LD score regression is developed for use in logistic and linear regression GWAS, while a GWAS using the SAIGE mixed model is not applicable for heritability estimates49. Therefore, the observed scale SNP-based heritability estimates were calculated using summary statistics from separate GWASs, in turn, run using independent subsets for all phenotypes and using standard logistic regression. For the heritability analyses, a total of 54,784 SNPs were removed from the initial 1,217,311 SNPs used for reference, and the observed scaled heritability estimate was calculated from the remaining 1,162,527 SNPs. In the logistic regression GWASs, we again used age, sex, PCs 1–10, and genotyping cohort as covariates.

We analyzed genetic correlation using LD Score regression to recognize shared heritability among IURD phenotypes. We grouped together phenotypes based on previously used thresholds, starting at rg > 75%. This grouped six of the eight IURD phenotypes into two groups: one group formed by VAR, CRS, NP, and NSD; another group being formed by CDTA and PA. Raising the threshold even further, to rg > 75%, distinguished a third group consisting of VAR, CRS, and NP. These groups were labeled “sinonasal diseases”, “pharyngeal diseases” and “chronic inflammatory sinonasal diseases”, respectively. We additionally analyzed genetic correlation to phenotypes detected in the phenome-wide analysis. Summary statistics for endpoints were from FinnGen release 6, with the exception of inflammatory bowel disease where a previously published analysis92 was used.

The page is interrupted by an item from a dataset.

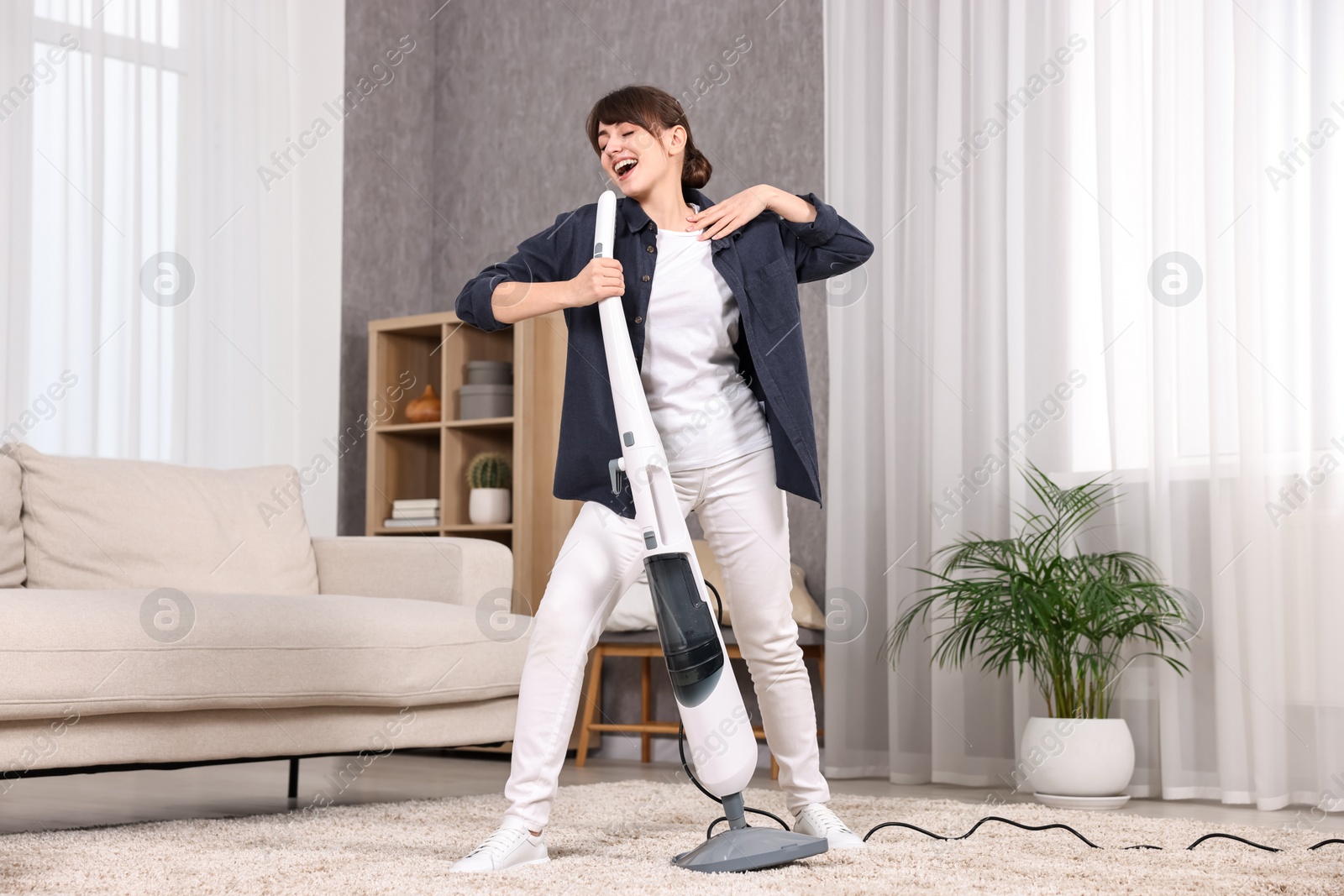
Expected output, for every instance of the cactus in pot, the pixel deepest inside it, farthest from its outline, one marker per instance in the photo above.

Multi-marker Analysis of GenoMic Annotation (MAGMA)

We investigated gene- and gene-set enrichment separately using MAGMA73. Briefly, the pipeline calculates the mean χ2 statistic from IURD GWAS summary statistics per gene, and thus obtains a p value for the gene. MAGMA was analyzed using the FUMA pipeline that tests association for 19,535 curated genes; thus, the adjusted p value threshold was set to p < 0.05/19,535 = 2.56e-6. Genes with p value below this threshold were considered to associate with the relevant phenotype. We again employed the UK Biobank release 2 reference panel, with 1000 randomly selected individuals for reference to reduce runtime. Gene analysis was performed with default FUMA parameters, only considering SNPs that overlap genes. The HLA region was not omitted from MAGMA runs. We next tested for enrichment of genes involved in 4761 curated gene sets and 5917 GO terms included in the FUMA pipeline. Here the level of statistical significance was set with Bonferroni correction at p < 0.05/(4761 + 5917) = 4.68e-6.